There used to be a time, in the late ’80s and early ’90s when I thought that Hugh Laurie and Stephen Fry could only be booked as an ensemble. These days, both of them seem to have done well enough on their own. Laurie appears to have become more of a star, mainly thanks to his wonderful Gregory House, M.D. (Admittedly, the series wouldn’t work without him.) Fry, on the other hand, is less visible but does more different things, a small part in a movie here, writing novels there, and voicing interplanetary repositories of knowledge in between, all of which seem to fit him quite neatly.

We watched Wilde yesterday, a film for which I had fairly high expectations. Unfortunately, for me the high point of the film was seeing a teensy, pixie-ish Orlando “Not an elf yet” Bloom playing a rent boy, wearing a bowler hat twice his size. No, that’s not quite true. (Well, the bit about the bowler hat is.) Wilde isn’t a bad film: the acting’s quite good, as is to be expected with such a distinguished cast, and it’s handsomely made. But it’s basically a run-of-the-mill, all too earnest (the pun is accidental) period drama, the only difference being that the tasteful sex scenes are between men. There’s a German word that can’t really be translated – betulich – that fits the film, in my opinion. It roughly means “staid”, “respectable”, “well-meaning”. Is this what a Wilde biopic, or indeed any film, should be?

The problem mainly lies with the script. The characters are clear-cut from the beginning and remain static throughout. Oscar is sweet, witty, but too much of a doe-eyed romantic when it comes to beautiful young men. Bosie is a shallow, callous narcissist.
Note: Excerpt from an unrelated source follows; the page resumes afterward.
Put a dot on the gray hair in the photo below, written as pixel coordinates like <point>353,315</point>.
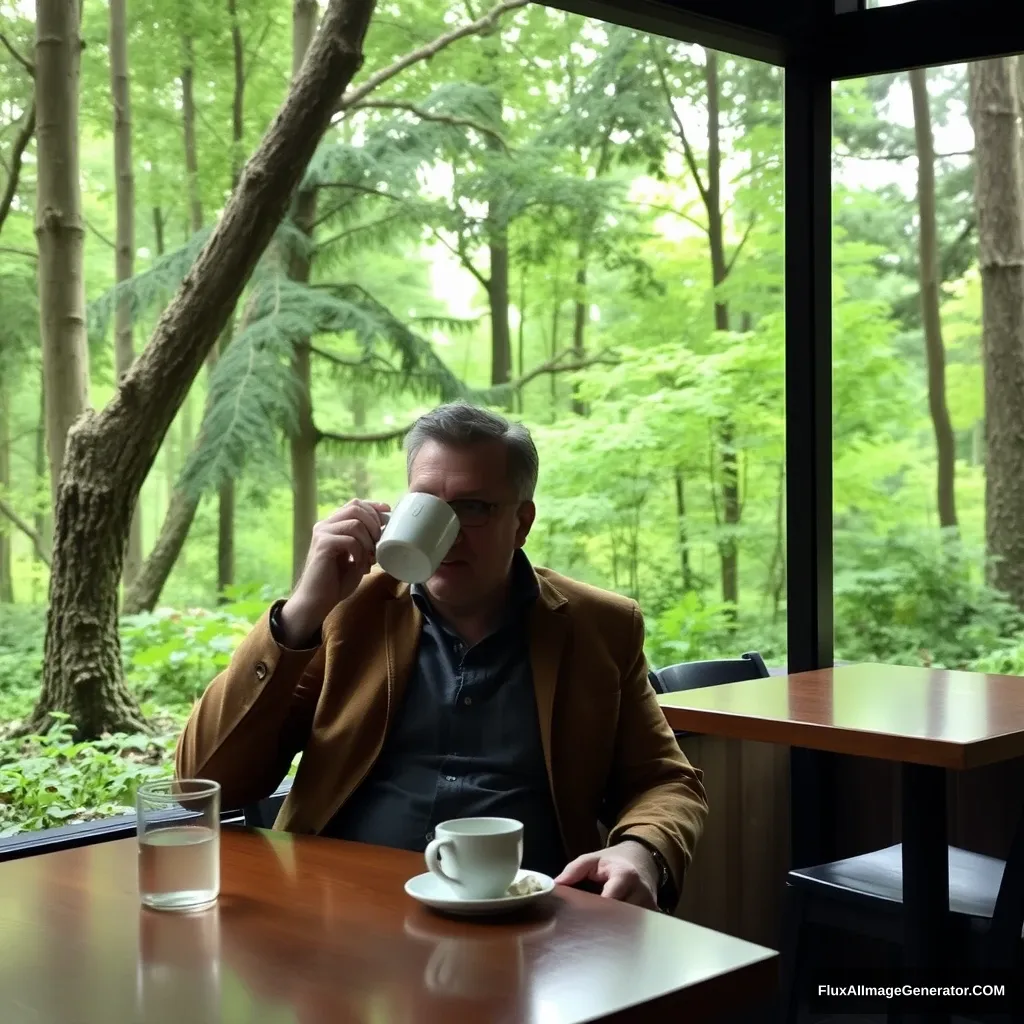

Oscar’s wife Constance is hard done by, but loyal. The closest the film comes to character development is when one of the protagonists grows a moustache.

And while I didn’t watch the film for hot, sweaty man-on-man action, is it too much to ask that the homoerotic scenes are actually erotic? The sex scenes are entirely too coy. (There is one ironic camera pan from a Wilde coupling to the window drapes swaying in the wind, although that was perhaps the only glint of visual wit in the film.) As a result of the movie’s consistent respectability, there’s no sense of outrage at the late Victorian homophobia and hypocrisy, just a passive acceptance of Oscar’s inevitable fate, reinforced by the film’s score working hard to make it clear that we’re watching something tragic.

Oscar Wilde, looking stylishly bored

Finally, the film succeeded most in making me think that Oscar Wilde, for all his sparkling wit, may have been a sad bore. A nice guy, surely, and very sweet, but in the end faintly pathetic and faintly boring. Like one of his aphorisms on yet another souvenir mug sold cheaply.